An email from Newbuild Sales received on 11 October 2015 included text which stated “I have a fantastic development in London E14, that's only 10 minutes walk from East India DLR and within walking distance of Canning Town Underground Station. Scheduled for completion Q2 2017 (at the earliest), investors will benefit in free capital growth over the next 18 months and can STILL be involved in property investment without any additional costs!! So don't sit back and watch property prices increase... prices in this area are expected to increase 5-10+% at a minimum over the next 18 months and have already done so in the past, and therefore equates to 50% 100% return on actual investment. Don't miss out and call us now to find out more on how we can help you with your investments and help improve your lifestyle and even plan for your pension and children's future”.
The complainant, who believed it implied a guaranteed price increase, challenged whether the claim “So don't sit back and watch property prices increase... prices in this area are expected to increase 5--10+% at a minimum over the next 18 months and have already done so in the past, and therefore equates to 50% - 100% return on actual investment” was misleading.
Newbuild Sales Ltd did not believe that the ad implied a guaranteed price increase and said it did not make reference to a guarantee. They said the claim “prices in this area are expected to increase 5-10+% at a minimum over the next 18 months” was based on information from an online regional newspaper article. They said it was the case that prices had risen by that percentage in the past and referred to another online article. They said that the claim “equates to 50% 100% return on actual investment” was based on putting a 10% deposit down on the purchase price and not having to pay anything further until completion two years after that. One of their business models involved investors selling their contracts six months prior to completion when values had increased. Using a conservative estimate of a 5% increase per year, a unit which had initially cost £430,000 would be worth £462,787 after 18 months. A capital appreciation of £32,787 would provide a 76% return on the initial investment. Using a 10% rise in value over the same period would lead to a 155% return on investment.
The ASA considered that the ad implied that it was highly likely that the value of the advertised properties would increase by at least 5–10% over the next 18 months, and that investors would therefore make a return of 50–100% on the sum invested. Newbuild Sales had referred to two online newspaper articles in support of the claims in the ad. One post-dated the ad and we therefore did not take it into account. The other dated from May 2014 and reported that the average house price in Tower Hamlets had increased by 43% from May 2013 to May 2014. However, we did not consider that previous average price increases across the borough as a whole substantiated that the value of the advertised properties were highly likely to increase by at least 5–10% over the next 18 months. The CAP Code also stated that ads should make clear that past performance does not necessarily give a guide for the future, and in this case we did not consider that was made clear. We also considered that the ad did not make clear that the value of investments was variable and could go down as well as up. The Code also required that the basis used to calculate any rate of interest, forecast or projection must be apparent immediately. The ad referred to a “50% - 100% return on actual investment”, but did not make clear how this was calculated, which we considered was material information. We therefore concluded that the ad was misleading and breached the Code.

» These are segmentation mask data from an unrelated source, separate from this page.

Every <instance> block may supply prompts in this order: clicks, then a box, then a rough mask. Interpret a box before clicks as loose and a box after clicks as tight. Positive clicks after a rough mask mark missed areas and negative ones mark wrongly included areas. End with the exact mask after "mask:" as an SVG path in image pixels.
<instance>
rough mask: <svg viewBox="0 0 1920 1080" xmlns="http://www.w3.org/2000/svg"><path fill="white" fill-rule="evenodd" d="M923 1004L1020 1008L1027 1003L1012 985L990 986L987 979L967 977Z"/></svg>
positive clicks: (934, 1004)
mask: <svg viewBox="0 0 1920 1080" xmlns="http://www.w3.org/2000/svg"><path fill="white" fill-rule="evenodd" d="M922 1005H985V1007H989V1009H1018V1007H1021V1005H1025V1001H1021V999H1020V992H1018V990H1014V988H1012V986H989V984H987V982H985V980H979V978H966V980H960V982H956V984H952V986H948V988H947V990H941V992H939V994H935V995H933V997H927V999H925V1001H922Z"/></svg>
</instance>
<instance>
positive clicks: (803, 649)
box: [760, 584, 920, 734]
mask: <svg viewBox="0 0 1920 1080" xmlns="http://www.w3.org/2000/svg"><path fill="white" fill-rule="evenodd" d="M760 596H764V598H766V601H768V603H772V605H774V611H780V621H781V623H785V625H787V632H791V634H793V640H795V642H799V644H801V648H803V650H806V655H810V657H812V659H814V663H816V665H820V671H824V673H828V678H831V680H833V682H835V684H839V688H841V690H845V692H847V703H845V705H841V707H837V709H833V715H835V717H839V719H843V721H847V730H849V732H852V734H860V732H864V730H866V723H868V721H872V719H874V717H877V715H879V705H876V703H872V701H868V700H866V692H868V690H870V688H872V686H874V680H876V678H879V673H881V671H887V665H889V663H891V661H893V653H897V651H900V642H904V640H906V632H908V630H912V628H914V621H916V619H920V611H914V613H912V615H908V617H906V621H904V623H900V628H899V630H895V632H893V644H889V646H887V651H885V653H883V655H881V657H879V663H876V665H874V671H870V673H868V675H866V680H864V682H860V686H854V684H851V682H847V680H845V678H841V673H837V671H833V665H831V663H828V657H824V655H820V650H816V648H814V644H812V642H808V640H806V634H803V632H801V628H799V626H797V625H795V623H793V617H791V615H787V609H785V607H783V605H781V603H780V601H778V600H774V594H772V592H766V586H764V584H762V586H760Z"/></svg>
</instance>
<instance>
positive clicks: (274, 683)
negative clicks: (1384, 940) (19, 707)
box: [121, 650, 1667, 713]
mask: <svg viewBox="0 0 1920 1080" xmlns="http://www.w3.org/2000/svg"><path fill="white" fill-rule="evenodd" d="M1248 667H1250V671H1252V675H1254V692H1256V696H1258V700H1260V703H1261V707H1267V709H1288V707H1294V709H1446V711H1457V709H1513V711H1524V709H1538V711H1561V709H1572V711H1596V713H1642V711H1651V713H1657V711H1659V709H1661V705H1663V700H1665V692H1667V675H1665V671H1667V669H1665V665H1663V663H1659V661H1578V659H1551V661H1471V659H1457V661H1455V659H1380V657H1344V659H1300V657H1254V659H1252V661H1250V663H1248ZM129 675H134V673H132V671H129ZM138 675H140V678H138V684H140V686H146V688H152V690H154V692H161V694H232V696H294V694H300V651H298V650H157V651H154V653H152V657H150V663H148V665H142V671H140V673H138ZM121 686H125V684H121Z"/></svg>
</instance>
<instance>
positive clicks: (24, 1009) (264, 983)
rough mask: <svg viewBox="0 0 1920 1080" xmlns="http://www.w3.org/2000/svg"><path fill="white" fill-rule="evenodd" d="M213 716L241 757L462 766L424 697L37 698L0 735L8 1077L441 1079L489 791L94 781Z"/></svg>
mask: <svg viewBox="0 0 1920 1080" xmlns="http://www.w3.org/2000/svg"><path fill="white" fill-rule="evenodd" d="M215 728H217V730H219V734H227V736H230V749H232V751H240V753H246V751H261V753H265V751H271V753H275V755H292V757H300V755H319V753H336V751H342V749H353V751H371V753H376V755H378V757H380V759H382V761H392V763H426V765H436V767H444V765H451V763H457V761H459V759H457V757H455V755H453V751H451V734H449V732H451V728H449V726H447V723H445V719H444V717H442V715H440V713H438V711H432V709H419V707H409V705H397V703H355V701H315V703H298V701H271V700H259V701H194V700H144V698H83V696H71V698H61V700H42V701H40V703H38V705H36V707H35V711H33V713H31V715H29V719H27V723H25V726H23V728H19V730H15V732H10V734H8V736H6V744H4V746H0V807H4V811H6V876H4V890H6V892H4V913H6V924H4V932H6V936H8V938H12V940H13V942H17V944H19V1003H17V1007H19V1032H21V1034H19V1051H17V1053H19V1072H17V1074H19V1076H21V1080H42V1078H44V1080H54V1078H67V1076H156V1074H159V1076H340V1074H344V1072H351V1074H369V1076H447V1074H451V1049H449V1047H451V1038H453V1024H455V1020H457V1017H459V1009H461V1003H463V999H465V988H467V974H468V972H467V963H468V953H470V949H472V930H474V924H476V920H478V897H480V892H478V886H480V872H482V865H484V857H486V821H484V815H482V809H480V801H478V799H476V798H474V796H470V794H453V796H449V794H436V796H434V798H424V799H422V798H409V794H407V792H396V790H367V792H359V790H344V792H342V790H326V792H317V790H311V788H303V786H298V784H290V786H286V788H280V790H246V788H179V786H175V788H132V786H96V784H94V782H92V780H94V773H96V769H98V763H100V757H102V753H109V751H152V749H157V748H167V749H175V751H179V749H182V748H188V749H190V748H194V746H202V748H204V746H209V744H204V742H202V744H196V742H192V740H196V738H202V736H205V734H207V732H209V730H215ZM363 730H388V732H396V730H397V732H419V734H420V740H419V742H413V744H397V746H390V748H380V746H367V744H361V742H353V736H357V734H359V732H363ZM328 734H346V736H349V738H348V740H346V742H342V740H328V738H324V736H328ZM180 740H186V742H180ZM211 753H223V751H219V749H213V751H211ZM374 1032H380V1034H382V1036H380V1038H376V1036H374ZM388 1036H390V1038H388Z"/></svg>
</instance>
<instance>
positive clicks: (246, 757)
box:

The ad breached CAP Code (Edition 12) rules
Marketing communications must not materially mislead or be likely to do so.
Marketing communications must not mislead the consumer by omitting material information. They must not mislead by hiding material information or presenting it in an unclear, unintelligible, ambiguous or untimely manner.
Material information is information that the consumer needs to make informed decisions in relation to a product. Whether the omission or presentation of material information is likely to mislead the consumer depends on the context, the medium and, if the medium of the marketing communication is constrained by time or space, the measures that the marketer takes to make that information available to the consumer by other means. (Misleading advertising) and 14.3 14.3 The basis used to calculate any rate of interest, forecast or projection must be apparent immediately. 14.4 14.4 Marketing communications must make clear that the value of investments is variable and, unless guaranteed, can go down as well as up. If the value of the investment is guaranteed, the marketing communication must explain the guarantee. and 14.5 14.5 Marketing communications should make clear that past performance or experience does not necessarily give a guide for the future; if they are used in marketing communications, examples of past performance or experience should not be unrepresentative. (Financial products).
The ad must not appear again in the form complained of. We told Newbuild Sales not to repeat the claim “So don't sit back and watch property prices increase... prices in this area are expected to increase 5--10+% at a minimum over the next 18 months and have already done so in the past, and therefore equates to 50% - 100% return on actual investment”. We also told them to: ensure that when making forecasts for returns on investment the basis of the calculation was made clear; make clear that the value of such investments was variable and could go down as well as up; and when quoting past performance to make clear that was not necessarily a guide for the future.